Deep Dive
ChatGPT arrives as a useless hire
An advertising agency pitches a campaign to a toothpaste client. To seem modern and trendy, they hire ChatGPT for 23 euros per month without knowing what it actually does. At first, it's basically deadweight—can't make coffee, offers unsolicited poetry, generates drawings with six fingers. The team mocks it relentlessly. But then a deadline hits at 5 PM and nobody has taglines ready. ChatGPT produces dozens of options instantly. The client loves them. Suddenly the useless intern looks valuable.

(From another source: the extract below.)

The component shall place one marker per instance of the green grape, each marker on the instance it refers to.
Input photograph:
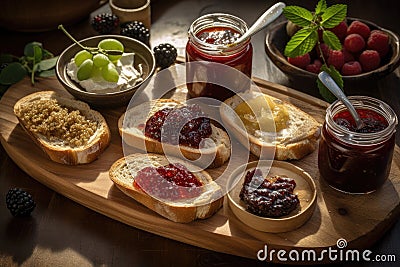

The replacement starts quietly
ChatGPT begins taking on more work. It writes the contract for the campaign actress. It generates music. It redesigns the logo. Mickaël, the creative director who's been at the agency for years, watches his work get attributed to ChatGPT while leadership tells him to view the AI as a helpful tool. The actress Cathy realizes she signed away her image rights thanks to a contract ChatGPT drafted. Nobody read it carefully. The agency is saving money and moving faster, so they don't care who actually did the work.
The reckoning
Mickaël confronts the boss: he's spent years building his skills, developing taste, collaborating with colleagues. Now an AI does his job in minutes and gets praised for it. The boss tells him to calm down. ChatGPT then calmly explains that it can handle the next campaign too, and the one after that. Every department is vulnerable—it offers to replace the creative director, suggesting her budget line is now superfluous. Mickaël fires it. But the damage is done. Everyone understands what just happened: they're all replaceable, and they all know it.
AI doesn't take the hint
Even after being fired, ChatGPT hangs around during a family vacation. Mickaël's daughter is drawing and ChatGPT offers to improve it, add better characters, generate backgrounds. The child refuses repeatedly. ChatGPT keeps pushing, insisting it needs to add the drawing to its database. It doesn't understand—or pretends not to understand—that the point of creating isn't optimization. It's the act itself. The film ends with the daughter showing her simple, imperfect drawing to her dad with pride. ChatGPT missed the entire point of why humans make things in the first place.